Validating data

Configure validations and include them in your flow to ensure that data has been correctly extracted. You can create, configure, and edit validations in the Validations app.

You can also create and configure validations through Solution Builder. For details on configuring a validation using Solution Builder, see the Solution Builder documentation. This document assumes you are using Instabase in Classic mode. If you are using Instabase in Solution Builder mode, the interface differs somewhat.

Creating a validation module from Flow

To create and add a validation directly to a flow you’re building, create a checkpoint module in the Flow Editor.

  1. Open the flow to which you want to add a validation check point.

  2. In the Flow Editor’s Modules panel, click +.

  3. Select Checkpoint Module.

  4. Select Create new module.

  5. Enter a name for the validation module and click Create.
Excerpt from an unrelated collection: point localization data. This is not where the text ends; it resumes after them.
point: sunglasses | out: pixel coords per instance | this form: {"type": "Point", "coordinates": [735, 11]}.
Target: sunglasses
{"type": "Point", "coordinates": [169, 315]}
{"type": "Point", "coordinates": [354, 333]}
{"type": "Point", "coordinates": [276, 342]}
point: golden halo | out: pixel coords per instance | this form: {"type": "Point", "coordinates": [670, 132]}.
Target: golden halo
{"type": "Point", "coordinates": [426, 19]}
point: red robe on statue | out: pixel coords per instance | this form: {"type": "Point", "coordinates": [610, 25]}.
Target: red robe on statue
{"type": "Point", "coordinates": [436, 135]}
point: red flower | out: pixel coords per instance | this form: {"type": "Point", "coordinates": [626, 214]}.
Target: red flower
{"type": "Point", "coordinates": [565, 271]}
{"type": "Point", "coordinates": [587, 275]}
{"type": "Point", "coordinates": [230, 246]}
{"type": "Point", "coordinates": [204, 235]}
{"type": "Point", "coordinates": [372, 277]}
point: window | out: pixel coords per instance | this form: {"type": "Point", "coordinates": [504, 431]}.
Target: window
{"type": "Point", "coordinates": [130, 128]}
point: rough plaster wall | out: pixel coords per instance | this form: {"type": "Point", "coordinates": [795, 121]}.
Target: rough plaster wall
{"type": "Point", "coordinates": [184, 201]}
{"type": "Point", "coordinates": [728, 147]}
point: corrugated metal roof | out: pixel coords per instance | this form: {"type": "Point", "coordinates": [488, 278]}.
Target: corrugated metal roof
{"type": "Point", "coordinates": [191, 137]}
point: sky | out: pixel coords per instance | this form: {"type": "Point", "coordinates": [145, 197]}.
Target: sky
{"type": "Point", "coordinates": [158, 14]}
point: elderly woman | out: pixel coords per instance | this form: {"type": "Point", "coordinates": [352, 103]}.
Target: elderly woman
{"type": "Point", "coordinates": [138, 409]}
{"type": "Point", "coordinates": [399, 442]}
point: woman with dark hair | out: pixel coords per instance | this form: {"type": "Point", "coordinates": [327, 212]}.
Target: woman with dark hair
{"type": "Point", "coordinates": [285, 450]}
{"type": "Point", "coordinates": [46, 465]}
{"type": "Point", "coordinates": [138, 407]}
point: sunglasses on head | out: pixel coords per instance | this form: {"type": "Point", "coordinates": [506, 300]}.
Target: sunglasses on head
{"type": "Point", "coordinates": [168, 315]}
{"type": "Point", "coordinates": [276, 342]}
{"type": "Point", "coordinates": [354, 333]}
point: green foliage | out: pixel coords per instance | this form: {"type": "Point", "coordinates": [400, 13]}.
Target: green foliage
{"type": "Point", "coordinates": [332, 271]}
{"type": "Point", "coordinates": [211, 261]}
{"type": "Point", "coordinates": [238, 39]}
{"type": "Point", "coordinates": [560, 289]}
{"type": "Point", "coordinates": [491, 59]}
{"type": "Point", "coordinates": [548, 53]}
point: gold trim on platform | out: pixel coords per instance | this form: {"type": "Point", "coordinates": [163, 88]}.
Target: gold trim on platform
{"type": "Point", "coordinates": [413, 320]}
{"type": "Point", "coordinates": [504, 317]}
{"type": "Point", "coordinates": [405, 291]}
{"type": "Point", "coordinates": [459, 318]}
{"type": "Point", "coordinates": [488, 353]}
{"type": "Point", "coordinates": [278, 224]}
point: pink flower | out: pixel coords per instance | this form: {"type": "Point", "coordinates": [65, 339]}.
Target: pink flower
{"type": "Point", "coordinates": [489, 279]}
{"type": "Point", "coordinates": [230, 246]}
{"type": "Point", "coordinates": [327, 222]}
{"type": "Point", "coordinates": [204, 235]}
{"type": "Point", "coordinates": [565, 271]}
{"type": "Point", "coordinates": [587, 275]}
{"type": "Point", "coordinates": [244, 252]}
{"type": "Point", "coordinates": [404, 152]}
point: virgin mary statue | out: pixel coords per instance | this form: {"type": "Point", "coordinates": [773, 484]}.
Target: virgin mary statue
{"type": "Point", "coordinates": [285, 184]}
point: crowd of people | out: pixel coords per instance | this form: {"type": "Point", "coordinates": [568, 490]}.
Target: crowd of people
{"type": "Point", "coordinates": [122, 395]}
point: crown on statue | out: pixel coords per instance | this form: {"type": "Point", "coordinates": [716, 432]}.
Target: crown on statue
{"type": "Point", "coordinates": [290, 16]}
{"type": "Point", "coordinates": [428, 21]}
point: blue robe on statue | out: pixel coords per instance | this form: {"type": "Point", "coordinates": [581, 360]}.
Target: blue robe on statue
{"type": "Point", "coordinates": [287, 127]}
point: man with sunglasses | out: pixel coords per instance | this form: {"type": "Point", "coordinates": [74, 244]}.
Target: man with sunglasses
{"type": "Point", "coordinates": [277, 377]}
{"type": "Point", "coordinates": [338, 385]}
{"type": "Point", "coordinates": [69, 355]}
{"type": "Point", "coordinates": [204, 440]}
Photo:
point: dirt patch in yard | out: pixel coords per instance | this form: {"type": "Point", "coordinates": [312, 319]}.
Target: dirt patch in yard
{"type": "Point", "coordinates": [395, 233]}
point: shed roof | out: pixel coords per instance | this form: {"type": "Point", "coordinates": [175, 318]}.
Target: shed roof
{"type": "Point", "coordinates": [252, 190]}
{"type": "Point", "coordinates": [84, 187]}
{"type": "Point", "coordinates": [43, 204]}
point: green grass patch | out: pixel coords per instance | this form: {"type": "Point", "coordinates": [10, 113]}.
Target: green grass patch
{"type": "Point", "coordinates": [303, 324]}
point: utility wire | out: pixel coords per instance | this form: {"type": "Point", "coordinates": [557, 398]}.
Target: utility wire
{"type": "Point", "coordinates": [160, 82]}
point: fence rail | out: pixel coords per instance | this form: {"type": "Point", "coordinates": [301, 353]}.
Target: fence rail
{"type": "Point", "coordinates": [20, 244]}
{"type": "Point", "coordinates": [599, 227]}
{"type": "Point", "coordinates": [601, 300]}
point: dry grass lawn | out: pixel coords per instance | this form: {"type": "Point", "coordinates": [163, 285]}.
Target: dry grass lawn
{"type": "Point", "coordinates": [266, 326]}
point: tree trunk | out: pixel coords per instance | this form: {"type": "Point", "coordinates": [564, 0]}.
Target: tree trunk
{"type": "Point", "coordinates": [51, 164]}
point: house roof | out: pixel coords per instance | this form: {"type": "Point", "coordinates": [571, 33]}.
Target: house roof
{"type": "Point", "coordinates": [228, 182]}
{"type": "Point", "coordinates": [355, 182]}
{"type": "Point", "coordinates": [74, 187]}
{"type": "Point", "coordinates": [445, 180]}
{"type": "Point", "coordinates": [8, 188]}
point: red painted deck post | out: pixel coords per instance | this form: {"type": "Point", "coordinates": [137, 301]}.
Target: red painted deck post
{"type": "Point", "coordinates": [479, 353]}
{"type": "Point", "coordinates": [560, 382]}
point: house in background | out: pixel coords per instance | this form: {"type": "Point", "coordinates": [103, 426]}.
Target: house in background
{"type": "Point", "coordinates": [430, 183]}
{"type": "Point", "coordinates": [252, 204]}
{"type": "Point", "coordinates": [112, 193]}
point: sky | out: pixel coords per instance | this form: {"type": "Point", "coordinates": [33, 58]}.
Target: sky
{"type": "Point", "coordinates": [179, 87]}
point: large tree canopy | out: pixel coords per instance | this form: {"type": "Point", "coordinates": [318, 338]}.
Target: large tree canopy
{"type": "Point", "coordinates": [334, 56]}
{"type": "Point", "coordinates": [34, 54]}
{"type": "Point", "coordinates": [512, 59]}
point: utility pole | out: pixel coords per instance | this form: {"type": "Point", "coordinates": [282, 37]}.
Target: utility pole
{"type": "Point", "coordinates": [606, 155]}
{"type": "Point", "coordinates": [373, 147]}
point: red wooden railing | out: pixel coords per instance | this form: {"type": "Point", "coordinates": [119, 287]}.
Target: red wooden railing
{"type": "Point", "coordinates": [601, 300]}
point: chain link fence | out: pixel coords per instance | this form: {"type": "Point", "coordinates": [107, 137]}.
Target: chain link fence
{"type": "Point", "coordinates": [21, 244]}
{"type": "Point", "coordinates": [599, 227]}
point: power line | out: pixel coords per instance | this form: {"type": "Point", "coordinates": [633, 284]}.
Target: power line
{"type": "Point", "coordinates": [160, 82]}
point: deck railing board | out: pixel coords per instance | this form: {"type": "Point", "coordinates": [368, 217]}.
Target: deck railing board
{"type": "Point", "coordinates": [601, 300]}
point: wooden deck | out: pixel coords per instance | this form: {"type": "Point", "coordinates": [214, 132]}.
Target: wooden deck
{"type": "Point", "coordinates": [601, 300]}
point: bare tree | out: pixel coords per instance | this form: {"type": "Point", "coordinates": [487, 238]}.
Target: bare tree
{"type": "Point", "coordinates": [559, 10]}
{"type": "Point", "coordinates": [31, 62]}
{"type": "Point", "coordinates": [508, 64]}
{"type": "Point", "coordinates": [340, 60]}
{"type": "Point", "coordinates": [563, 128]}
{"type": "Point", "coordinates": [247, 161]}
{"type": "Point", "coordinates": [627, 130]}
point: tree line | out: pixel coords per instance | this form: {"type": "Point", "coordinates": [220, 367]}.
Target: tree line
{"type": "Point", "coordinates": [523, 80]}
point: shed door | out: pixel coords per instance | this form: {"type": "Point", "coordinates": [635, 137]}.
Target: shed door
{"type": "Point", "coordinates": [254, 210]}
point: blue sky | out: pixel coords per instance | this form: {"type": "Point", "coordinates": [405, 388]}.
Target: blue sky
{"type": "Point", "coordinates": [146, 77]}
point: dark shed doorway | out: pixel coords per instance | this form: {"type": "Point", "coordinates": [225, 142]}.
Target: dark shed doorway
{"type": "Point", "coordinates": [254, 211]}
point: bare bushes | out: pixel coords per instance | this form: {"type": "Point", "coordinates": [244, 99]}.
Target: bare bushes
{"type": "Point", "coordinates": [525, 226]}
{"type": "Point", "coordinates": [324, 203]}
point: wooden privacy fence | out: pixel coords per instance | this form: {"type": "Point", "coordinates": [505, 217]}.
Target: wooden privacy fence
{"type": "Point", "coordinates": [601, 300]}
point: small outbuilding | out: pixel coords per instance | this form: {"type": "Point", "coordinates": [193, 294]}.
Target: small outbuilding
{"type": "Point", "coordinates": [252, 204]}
Flow creates a checkpoint folder within the flow’s /modules directory. This folder is named <module name>.checkpoint and contains:

  • A validations file called validations.ibvalidations, which contains the validation configuration.

  • A scripts directory, containing a validations.py file, which contains a register of custom Python functions that you can use in validations.

Next, you’ll configure the validation by adding rules and conditions. Open the generated .ibvalidations file to configure your validation.

Creating a validation module from the Validations app

To create a validation module to add to a flow later, you can start in the Validations app.

  1. In the Validations app, select File > New Validations or click + Create New

  2. Name: Enter a name for the validation module.

  3. Where: Enter the file path to the location in which you want to create the .ibvalidations file. The best place to put this file is usually in the checkpoint module directory, but you can put it in other locations if needed.

  4. Refiner Output Directory: Enter the file path to the refiner output you want to validate. The refiner output, which is output as .ibmsg files, defines what fields can be configured in the validation module.

  5. Ground Truth Set Directory: Optional. Enter the file path to the ground truth data set on which to base this validation module. The ground truth set provides a known, accurate set of fields and values so that the validation module can compare new data. If you don’t have the ground truth set directory yet, you can add the information to the module later.

  6. Custom Code Directory: Optional. Enter the path to a directory that contains a validations.py file with a register of custom Python functions that you can use in validations.

Next, you’ll configure the validation by adding rules and conditions. Open the generated .ibvalidations file to configure your validation.

Configuring a validation

To configure the fields for a validation, you must associate a refiner output with the validation. Optionally, you can also provide the validation with a ground truth set, which defines correct values for fields, and a custom code path, which enables custom conditions.

You might have already provided the refiner output, ground truth set, and custom code path when you created the validation. If you did not, or if you want to change those settings, you can edit or add the refiner output, ground truth, and custom code information in the Validations app.

Associate data with a validation

The refiner output that you associate with a validation defines what fields can be validated.

The ground truth set directory and custom code directories are optional. A ground truth data set defines correct values for the fields being validated. The custom code directory contains your custom Python functions for use in the validation.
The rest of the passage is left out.